Reducing Inflammation and Bone Loss Related to Gum Disease

A University of Louisville (UofL) scientist has found a way to prevent inflammation and bone loss surrounding the teeth by blocking a natural signaling pathway of the enzyme glycogen synthase kinase 3 beta (GSK3β), which plays an important role in directing the immune response. The discovery of David Scott, PhD, and his team was recently published online in the journal Molecular Medicine. The finding not only has implications in preventing periodontal disease, but also may have relevance to other chronic inflammatory diseases. Since GSK3β is involved in multiple inflammatory signaling pathways, it is associated with a number of diseases and also is being tested by scientists for its impact in Alzheimer’s disease, type II diabetes, and some forms of cancer, to name a few. “The traditional approach to dealing with periodontal disease is to prevent plaque from forming at the gum-line or prevent the consequences of periodontal disease progression,” Dr.

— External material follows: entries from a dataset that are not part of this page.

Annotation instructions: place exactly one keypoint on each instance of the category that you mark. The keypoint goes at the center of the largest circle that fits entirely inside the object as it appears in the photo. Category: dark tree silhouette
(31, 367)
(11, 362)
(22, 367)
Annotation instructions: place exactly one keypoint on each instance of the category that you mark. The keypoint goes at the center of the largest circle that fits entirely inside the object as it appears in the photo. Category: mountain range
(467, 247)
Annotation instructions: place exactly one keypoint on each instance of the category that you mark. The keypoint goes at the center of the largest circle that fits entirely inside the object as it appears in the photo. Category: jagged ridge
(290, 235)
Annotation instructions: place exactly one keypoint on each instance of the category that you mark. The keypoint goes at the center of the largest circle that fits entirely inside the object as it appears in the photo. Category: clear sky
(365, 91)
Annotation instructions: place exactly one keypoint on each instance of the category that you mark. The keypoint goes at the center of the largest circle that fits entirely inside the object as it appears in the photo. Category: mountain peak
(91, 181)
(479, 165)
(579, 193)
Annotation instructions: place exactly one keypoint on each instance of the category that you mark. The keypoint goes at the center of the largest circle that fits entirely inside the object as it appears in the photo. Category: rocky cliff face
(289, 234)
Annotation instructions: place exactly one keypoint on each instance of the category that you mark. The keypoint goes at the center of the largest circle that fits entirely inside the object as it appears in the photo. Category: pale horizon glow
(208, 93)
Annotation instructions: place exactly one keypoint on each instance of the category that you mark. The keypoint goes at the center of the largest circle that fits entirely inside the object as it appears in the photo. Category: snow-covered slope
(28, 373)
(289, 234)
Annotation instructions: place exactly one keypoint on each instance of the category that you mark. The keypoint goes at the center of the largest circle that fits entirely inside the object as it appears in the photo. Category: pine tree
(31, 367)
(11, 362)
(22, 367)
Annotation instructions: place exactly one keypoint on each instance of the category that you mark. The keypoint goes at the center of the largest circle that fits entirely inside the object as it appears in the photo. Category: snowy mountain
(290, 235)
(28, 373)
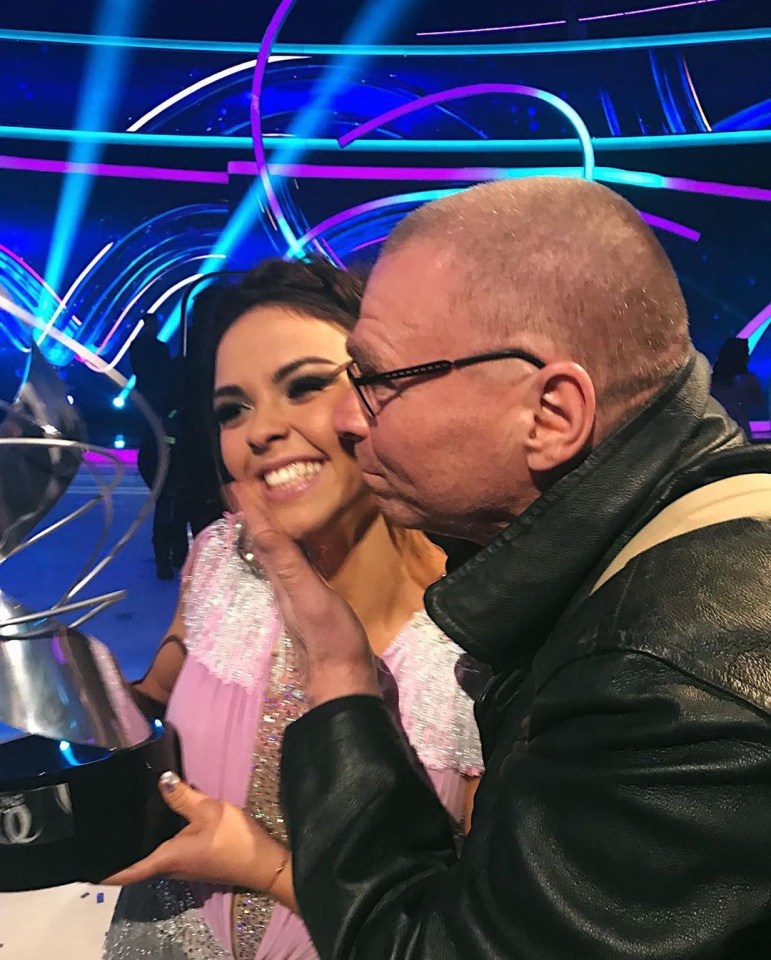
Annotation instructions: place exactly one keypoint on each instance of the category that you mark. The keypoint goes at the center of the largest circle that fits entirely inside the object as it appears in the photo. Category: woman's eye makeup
(307, 385)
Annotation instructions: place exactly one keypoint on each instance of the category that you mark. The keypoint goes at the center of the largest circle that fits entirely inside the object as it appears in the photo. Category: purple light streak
(344, 216)
(559, 23)
(716, 189)
(276, 22)
(671, 226)
(336, 172)
(35, 164)
(475, 89)
(126, 456)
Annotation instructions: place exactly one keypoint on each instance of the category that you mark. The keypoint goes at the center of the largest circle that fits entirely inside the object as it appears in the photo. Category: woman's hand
(331, 643)
(221, 844)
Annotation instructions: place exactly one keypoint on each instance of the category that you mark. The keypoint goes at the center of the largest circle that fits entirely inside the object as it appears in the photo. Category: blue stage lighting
(104, 71)
(372, 23)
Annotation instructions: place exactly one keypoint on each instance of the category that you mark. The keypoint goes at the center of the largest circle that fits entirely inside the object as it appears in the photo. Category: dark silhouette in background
(159, 380)
(734, 387)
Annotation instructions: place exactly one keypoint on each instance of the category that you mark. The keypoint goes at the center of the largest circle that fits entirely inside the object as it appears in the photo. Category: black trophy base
(71, 813)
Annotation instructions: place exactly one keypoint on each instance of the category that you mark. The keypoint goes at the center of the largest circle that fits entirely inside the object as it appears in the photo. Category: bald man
(524, 378)
(625, 811)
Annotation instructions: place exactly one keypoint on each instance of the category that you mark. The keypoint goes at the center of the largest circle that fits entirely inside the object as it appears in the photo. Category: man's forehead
(405, 305)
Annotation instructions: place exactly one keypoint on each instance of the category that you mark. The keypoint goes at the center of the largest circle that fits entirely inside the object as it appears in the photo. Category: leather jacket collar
(500, 605)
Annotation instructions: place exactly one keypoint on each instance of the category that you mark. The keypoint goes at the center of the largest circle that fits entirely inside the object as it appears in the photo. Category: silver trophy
(79, 762)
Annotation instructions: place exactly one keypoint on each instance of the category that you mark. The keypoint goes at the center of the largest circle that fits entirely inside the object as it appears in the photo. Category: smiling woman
(227, 673)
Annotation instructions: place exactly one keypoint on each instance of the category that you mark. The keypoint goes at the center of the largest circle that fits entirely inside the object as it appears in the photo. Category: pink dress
(235, 694)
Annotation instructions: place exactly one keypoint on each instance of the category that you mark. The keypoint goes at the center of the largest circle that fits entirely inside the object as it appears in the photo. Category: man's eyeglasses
(372, 399)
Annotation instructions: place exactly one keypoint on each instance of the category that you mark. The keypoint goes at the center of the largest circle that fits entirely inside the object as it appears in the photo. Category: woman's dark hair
(313, 287)
(731, 361)
(321, 291)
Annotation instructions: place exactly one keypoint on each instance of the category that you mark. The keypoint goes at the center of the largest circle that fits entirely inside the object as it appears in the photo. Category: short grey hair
(570, 261)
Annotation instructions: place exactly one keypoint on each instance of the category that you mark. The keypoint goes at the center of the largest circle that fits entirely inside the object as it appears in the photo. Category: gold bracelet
(276, 875)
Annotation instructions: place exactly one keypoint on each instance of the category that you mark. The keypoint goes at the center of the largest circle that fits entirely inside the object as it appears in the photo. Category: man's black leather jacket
(625, 811)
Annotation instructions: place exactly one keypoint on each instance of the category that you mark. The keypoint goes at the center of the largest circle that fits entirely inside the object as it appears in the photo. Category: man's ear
(563, 417)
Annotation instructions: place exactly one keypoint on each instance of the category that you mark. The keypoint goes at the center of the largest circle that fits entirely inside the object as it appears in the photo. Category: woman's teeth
(292, 473)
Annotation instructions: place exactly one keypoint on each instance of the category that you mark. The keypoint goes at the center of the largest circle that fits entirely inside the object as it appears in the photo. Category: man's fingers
(277, 552)
(180, 796)
(154, 865)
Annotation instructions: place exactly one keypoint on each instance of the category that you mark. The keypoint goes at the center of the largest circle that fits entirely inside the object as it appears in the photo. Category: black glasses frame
(435, 368)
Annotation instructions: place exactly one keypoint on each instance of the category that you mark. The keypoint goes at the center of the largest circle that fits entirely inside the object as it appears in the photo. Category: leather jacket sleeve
(627, 820)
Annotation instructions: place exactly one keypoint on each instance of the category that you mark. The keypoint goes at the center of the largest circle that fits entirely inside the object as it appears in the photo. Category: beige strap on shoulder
(747, 495)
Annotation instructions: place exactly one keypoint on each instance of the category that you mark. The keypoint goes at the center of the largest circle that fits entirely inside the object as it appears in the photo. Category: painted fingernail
(168, 781)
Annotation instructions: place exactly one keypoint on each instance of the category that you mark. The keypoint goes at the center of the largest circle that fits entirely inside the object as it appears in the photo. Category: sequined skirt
(160, 920)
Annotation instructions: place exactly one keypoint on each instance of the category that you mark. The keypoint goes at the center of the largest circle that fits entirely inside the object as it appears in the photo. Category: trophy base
(75, 813)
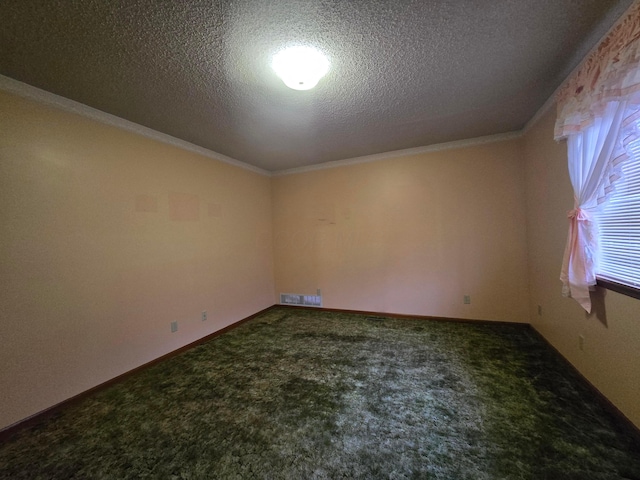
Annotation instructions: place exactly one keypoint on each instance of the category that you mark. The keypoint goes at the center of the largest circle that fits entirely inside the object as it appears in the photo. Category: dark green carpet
(298, 394)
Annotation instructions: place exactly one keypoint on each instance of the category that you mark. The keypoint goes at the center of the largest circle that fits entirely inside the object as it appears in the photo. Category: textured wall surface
(611, 357)
(108, 237)
(403, 73)
(409, 235)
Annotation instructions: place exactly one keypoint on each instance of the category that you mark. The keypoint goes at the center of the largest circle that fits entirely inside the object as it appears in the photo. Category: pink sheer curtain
(597, 109)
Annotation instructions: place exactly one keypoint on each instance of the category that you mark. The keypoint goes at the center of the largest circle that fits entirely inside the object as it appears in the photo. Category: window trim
(618, 287)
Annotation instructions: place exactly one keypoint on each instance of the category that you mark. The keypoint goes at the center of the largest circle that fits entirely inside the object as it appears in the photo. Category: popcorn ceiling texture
(403, 73)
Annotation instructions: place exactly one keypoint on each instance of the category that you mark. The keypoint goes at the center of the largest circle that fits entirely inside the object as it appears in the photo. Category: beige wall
(611, 355)
(107, 237)
(409, 235)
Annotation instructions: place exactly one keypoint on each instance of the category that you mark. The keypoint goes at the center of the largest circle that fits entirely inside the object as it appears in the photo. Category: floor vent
(302, 300)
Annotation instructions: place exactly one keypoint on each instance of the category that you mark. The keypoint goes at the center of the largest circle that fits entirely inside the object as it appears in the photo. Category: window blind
(619, 220)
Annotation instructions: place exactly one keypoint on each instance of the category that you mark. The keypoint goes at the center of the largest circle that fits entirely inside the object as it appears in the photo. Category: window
(619, 219)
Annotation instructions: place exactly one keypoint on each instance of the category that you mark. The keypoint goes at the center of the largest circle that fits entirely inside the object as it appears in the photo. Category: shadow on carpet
(297, 394)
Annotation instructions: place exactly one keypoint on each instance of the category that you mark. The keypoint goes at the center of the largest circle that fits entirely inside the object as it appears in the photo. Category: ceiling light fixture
(301, 67)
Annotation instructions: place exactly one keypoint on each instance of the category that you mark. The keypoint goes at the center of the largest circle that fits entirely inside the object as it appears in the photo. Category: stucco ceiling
(404, 73)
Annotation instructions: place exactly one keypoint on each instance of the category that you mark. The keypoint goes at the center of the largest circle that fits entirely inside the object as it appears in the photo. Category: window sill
(619, 288)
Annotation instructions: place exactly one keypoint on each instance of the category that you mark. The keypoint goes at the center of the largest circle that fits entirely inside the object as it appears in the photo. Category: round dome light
(300, 68)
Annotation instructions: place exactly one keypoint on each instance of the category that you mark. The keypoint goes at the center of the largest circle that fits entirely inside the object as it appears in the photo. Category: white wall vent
(302, 300)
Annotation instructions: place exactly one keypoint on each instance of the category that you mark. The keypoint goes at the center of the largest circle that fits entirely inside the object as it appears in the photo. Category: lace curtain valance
(609, 73)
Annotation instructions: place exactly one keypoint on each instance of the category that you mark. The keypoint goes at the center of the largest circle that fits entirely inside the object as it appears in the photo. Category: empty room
(291, 239)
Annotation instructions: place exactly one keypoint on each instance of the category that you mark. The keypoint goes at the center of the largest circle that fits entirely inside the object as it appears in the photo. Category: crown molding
(469, 142)
(30, 92)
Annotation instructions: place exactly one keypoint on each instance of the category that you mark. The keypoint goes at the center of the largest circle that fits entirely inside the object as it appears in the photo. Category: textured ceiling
(404, 73)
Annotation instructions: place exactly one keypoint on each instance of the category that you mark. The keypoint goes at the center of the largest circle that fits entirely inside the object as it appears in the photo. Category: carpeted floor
(304, 394)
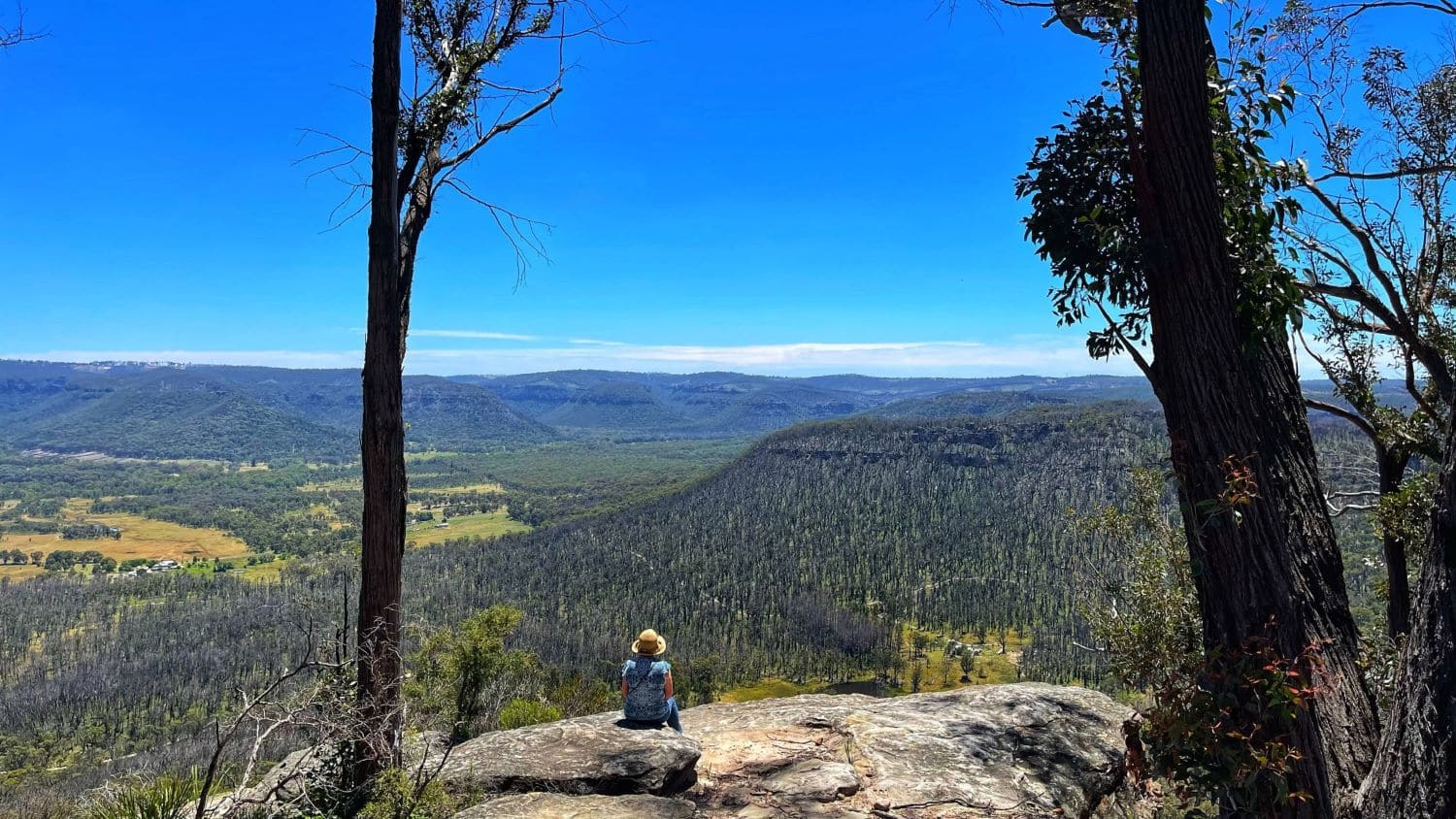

Scott said. “Our approach manipulates a natural mechanism within our bodies to prevent inflammation and subsequent degradation when exposed to the bacterium Porphyromonas gingivalis.” GSK3β is known to facilitate the inflammation that occurs during bacterial infections, so blocking this enzyme from completing its normal function by using the GSK3-specific inhibitor, SB-216763, stopped the inflammation process and subsequent bone loss induced by the key periodontal pathogen, P gingivalis, Dr. Scott said. The next step for Dr. Scott and his team is to determine whether SB-216763 has any side effects or whether they need to search for a different inhibitor of GSK3β.